Tunisia’s parliamentary elections on Sunday confirm the erosion of trust over the past three years in the Islamist party Ennahda, which failed to live up to its electoral promises and implement an effective post-revolutionary political agenda after the ouster of longtime autocrat Zine al-Abidine Ben Ali. Nidaa Tounes, the secular party led by Beji Caid Essebsi, an 87-year old anchor of the country’s old guard, won with 39 percent of votes, while Ennahda, which dominated the 2011 elections under the leadership of longtime dissident Rachid Ghannouchi and governed the country until ceding power to an interim government in January 2014, came in second with just under 32 percent of votes.
Two issues played a key role in shaping public perceptions of Ennahda’s performance while in power: the lack of overall economic growth and the party’s hesitancy in tackling growing security problems and Islamic militancy.
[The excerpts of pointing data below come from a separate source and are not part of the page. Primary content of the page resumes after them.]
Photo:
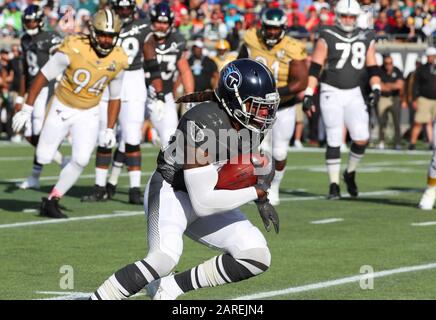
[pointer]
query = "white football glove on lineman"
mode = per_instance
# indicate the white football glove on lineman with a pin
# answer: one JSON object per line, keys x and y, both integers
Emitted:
{"x": 107, "y": 138}
{"x": 158, "y": 106}
{"x": 22, "y": 118}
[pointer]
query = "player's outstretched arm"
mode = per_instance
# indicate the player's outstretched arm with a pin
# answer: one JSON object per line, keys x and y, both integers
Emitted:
{"x": 297, "y": 79}
{"x": 201, "y": 178}
{"x": 108, "y": 138}
{"x": 374, "y": 74}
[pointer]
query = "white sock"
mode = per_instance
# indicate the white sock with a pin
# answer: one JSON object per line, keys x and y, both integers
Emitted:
{"x": 68, "y": 177}
{"x": 58, "y": 158}
{"x": 353, "y": 161}
{"x": 100, "y": 176}
{"x": 333, "y": 170}
{"x": 278, "y": 177}
{"x": 170, "y": 285}
{"x": 117, "y": 167}
{"x": 135, "y": 178}
{"x": 36, "y": 170}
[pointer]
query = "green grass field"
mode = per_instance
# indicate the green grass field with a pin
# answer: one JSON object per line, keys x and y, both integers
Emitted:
{"x": 376, "y": 230}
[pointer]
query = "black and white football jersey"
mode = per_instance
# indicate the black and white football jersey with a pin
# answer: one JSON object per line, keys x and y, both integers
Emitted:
{"x": 196, "y": 127}
{"x": 131, "y": 39}
{"x": 36, "y": 52}
{"x": 168, "y": 54}
{"x": 345, "y": 67}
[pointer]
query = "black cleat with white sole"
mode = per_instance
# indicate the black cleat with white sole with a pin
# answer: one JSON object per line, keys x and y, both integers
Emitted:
{"x": 50, "y": 208}
{"x": 98, "y": 194}
{"x": 135, "y": 196}
{"x": 350, "y": 181}
{"x": 334, "y": 192}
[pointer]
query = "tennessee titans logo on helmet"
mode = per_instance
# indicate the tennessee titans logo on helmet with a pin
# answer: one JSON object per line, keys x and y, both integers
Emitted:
{"x": 232, "y": 77}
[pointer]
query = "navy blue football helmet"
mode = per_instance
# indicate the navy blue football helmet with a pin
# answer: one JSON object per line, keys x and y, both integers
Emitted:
{"x": 125, "y": 9}
{"x": 31, "y": 14}
{"x": 161, "y": 13}
{"x": 247, "y": 91}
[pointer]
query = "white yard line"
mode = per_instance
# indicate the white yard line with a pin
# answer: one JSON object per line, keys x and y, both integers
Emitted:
{"x": 325, "y": 221}
{"x": 60, "y": 295}
{"x": 424, "y": 224}
{"x": 116, "y": 214}
{"x": 337, "y": 282}
{"x": 65, "y": 295}
{"x": 346, "y": 195}
{"x": 123, "y": 214}
{"x": 83, "y": 176}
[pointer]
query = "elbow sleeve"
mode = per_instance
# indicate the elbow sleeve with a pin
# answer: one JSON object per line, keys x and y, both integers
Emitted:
{"x": 200, "y": 183}
{"x": 55, "y": 65}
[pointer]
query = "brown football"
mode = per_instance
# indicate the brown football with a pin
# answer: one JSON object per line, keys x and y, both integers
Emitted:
{"x": 238, "y": 172}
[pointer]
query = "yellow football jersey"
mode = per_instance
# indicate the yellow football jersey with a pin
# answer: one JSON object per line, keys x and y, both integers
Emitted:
{"x": 87, "y": 75}
{"x": 278, "y": 57}
{"x": 220, "y": 63}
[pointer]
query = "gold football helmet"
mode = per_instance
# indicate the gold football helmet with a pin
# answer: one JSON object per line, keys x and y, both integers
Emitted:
{"x": 104, "y": 30}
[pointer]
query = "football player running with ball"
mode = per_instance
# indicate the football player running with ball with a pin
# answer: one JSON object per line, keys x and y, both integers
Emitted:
{"x": 347, "y": 54}
{"x": 89, "y": 64}
{"x": 181, "y": 196}
{"x": 285, "y": 57}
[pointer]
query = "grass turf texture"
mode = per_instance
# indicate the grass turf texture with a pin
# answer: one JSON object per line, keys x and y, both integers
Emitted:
{"x": 376, "y": 231}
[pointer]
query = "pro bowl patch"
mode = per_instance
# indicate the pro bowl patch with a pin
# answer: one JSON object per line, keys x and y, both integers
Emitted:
{"x": 232, "y": 77}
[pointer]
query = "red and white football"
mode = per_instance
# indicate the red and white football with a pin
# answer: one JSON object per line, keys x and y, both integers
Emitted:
{"x": 238, "y": 172}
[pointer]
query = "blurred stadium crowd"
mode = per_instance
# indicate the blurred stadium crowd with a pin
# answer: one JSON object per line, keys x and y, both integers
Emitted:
{"x": 206, "y": 23}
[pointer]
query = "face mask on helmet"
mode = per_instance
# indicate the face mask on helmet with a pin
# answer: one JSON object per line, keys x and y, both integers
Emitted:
{"x": 256, "y": 113}
{"x": 104, "y": 32}
{"x": 346, "y": 14}
{"x": 251, "y": 100}
{"x": 161, "y": 20}
{"x": 32, "y": 20}
{"x": 273, "y": 29}
{"x": 125, "y": 9}
{"x": 347, "y": 22}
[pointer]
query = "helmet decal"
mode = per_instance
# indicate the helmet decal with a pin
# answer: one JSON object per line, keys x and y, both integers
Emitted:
{"x": 232, "y": 77}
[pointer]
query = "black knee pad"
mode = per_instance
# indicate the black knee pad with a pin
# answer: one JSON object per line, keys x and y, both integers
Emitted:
{"x": 333, "y": 153}
{"x": 132, "y": 148}
{"x": 131, "y": 278}
{"x": 357, "y": 149}
{"x": 133, "y": 155}
{"x": 103, "y": 158}
{"x": 119, "y": 156}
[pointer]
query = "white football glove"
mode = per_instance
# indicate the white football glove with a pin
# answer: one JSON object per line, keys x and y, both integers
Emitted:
{"x": 22, "y": 118}
{"x": 107, "y": 138}
{"x": 159, "y": 109}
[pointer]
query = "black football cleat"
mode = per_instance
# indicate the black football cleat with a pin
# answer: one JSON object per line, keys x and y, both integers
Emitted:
{"x": 98, "y": 194}
{"x": 50, "y": 208}
{"x": 350, "y": 181}
{"x": 110, "y": 190}
{"x": 334, "y": 192}
{"x": 135, "y": 196}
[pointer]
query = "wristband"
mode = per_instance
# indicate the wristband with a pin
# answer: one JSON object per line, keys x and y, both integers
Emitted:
{"x": 309, "y": 91}
{"x": 376, "y": 86}
{"x": 19, "y": 100}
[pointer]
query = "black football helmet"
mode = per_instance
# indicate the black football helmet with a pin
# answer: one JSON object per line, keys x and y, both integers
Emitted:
{"x": 275, "y": 18}
{"x": 161, "y": 13}
{"x": 125, "y": 9}
{"x": 31, "y": 14}
{"x": 247, "y": 91}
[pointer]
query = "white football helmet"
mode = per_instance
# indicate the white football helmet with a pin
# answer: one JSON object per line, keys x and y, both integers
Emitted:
{"x": 348, "y": 8}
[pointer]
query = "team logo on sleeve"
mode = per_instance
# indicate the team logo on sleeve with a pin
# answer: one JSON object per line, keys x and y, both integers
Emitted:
{"x": 232, "y": 77}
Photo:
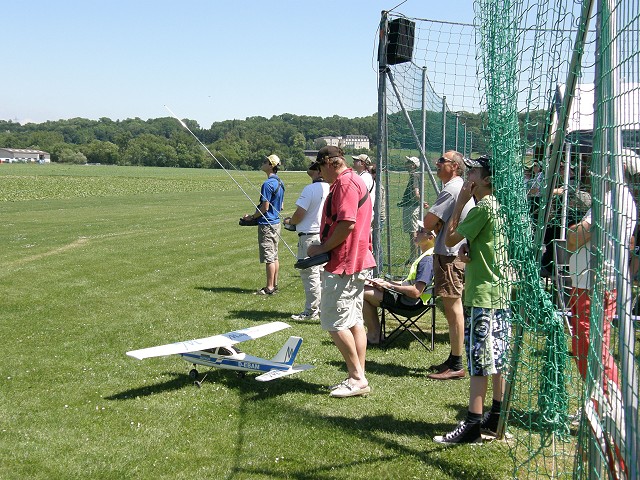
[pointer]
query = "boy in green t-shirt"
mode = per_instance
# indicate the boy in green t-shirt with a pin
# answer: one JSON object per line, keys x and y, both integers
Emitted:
{"x": 487, "y": 316}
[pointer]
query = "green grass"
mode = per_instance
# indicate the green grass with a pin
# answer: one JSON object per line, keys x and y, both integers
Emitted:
{"x": 97, "y": 261}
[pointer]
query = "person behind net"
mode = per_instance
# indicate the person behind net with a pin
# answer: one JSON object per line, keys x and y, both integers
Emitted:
{"x": 268, "y": 216}
{"x": 580, "y": 247}
{"x": 362, "y": 165}
{"x": 307, "y": 218}
{"x": 486, "y": 293}
{"x": 410, "y": 292}
{"x": 448, "y": 268}
{"x": 346, "y": 235}
{"x": 410, "y": 204}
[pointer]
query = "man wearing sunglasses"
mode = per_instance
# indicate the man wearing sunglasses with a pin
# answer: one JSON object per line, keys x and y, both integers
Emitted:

Nidaa Tounes, an alliance of former Ben Ali-era officials, leftist politicians and secularists that formed in 2012 to oppose the Islamists, campaigned and won on just such a platform. But there are no easy fixes: In addition to the economy, the rising threat of Salafi jihadism in Tunisia will be on the top of the next government’s agenda.
The security effort will focus on Ansar al-Sharia in Tunisia (AST), a Salafi jihadist group founded in April 2011 that has emerged as one of Tunisia’s most violent. Its leader, Seif-Allah Ben Hassine, also known as Abu Iyadh al-Tunisi, is suspected of playing a key role in the September 2012 assault on the American embassy in Tunis, which left two people dead. AST is also believed to be responsible for the assassinations of two leftist secularist political leaders, Chokri Belaid, in February 2013, and Mohamed Brahmi, in July 2013, which led the Tunisian government to designate AST a terrorist group.